Department of Cardiovascular Biology and Medicine, Juntendo University Graduate School of Medicine, Tokyo, Japan.
Department of Cardiovascular Biology and Medicine, Juntendo University Graduate School of Medicine, Tokyo, Japan.
Nutr Metab Cardiovasc Dis. 2023 Sep;33(9):1733-1739. doi: 10.1016/j.numecd.2023.05.031. Epub 2023 Jun 1.
Heart failure with concomitant sarcopenia has a poor prognosis; therefore, simple methods for evaluating the appendicular skeletal muscle mass index (ASMI) are required. Recently, a model incorporating anthropometric data and the sarcopenia index (i.e., serum creatinine-to-cystatin C ratio [Cre/CysC]), was developed to estimate the ASMI. We hypothesized that this model was superior to the traditional model, which uses only anthropometric data to predict prognosis. This retrospective cohort study compared the prognostic value of low ASMI as defined by the biomarker and anthropometric models in patients with heart failure.
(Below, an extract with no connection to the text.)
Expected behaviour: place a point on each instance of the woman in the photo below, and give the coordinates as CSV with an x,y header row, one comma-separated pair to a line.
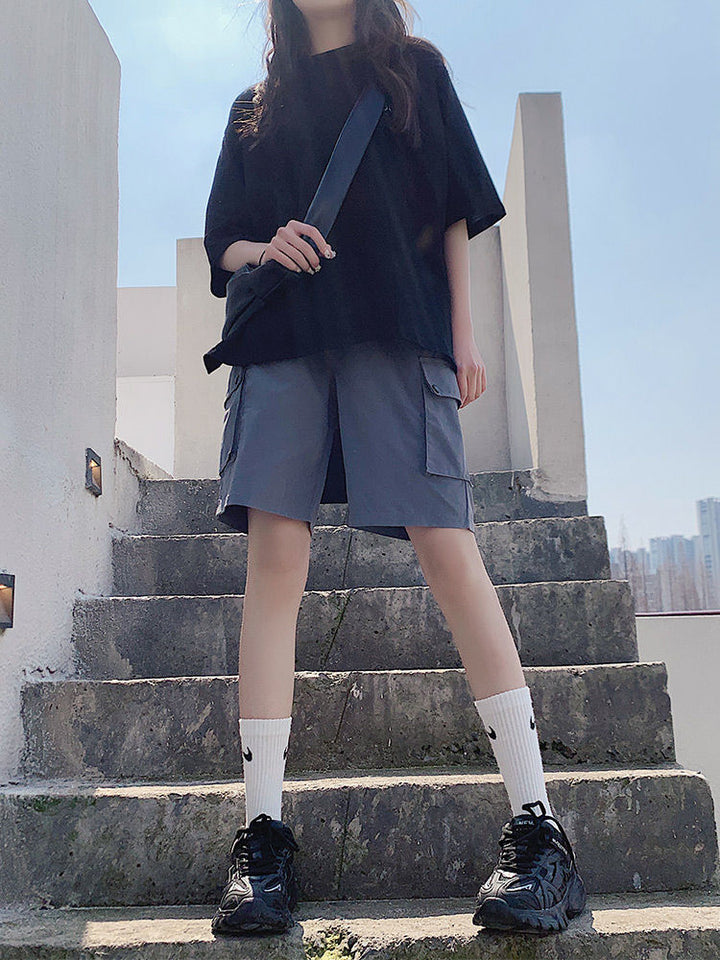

Among 847 patients, we estimated ASMI using an anthropometric model (incorporating age, body weight, and height) in 791 patients and a biomarker model (incorporating age, body weight, hemoglobin, and Cre/CysC) in 562 patients. The primary outcome was all-cause mortality. Overall, 53.4% and 39.1% of patients were diagnosed with low ASMI (using the Asian Working Group for Sarcopenia cut-off) by the anthropometric and biomarker models, respectively. The two models showed a poor agreement in the diagnosis of low ASMI (kappa: 0.57, 95% confidence interval: 0.50-0.63). Kaplan-Meier curves showed that a low ASMI was significantly associated with all-cause death in both models. However, this association was retained after adjustment for other covariates in the biomarker model (hazard ratio: 2.32, p = 0.001) but not in the anthropometric model (hazard ratio: 0.79, p = 0.360).
Among patients hospitalized with heart failure, a low ASMI estimated using the biomarker model, and not the anthropometric model, was significantly associated with all-cause mortality.
伴有肌肉减少症的心力衰竭预后不良;因此,需要简单的方法来评估四肢骨骼肌质量指数(ASMI)。最近,开发了一种结合人体测量学数据和肌少症指数(即血清肌酐与胱抑素 C 比值 [Cre/CysC])的模型来估计 ASMI。我们假设该模型优于仅使用人体测量学数据预测预后的传统模型。本回顾性队列研究比较了基于生物标志物和人体测量学模型定义的低 ASMI 对心力衰竭患者预后的预测价值。
在 847 例患者中,我们使用人体测量学模型(纳入年龄、体重和身高)在 791 例患者中估计 ASMI,使用生物标志物模型(纳入年龄、体重、血红蛋白和 Cre/CysC)在 562 例患者中估计 ASMI。主要结局是全因死亡率。总体而言,分别有 53.4%和 39.1%的患者被人体测量学和生物标志物模型诊断为低 ASMI(使用亚洲肌少症工作组的切点)。两种模型在低 ASMI 的诊断上显示出较差的一致性(kappa:0.57,95%置信区间:0.50-0.63)。Kaplan-Meier 曲线显示,在两种模型中,低 ASMI 均与全因死亡显著相关。然而,在校正生物标志物模型中的其他协变量后,这种相关性仍然存在(风险比:2.32,p=0.001),而在人体测量学模型中则不存在(风险比:0.79,p=0.360)。
在因心力衰竭住院的患者中,使用生物标志物模型而非人体测量学模型估计的低 ASMI 与全因死亡率显著相关。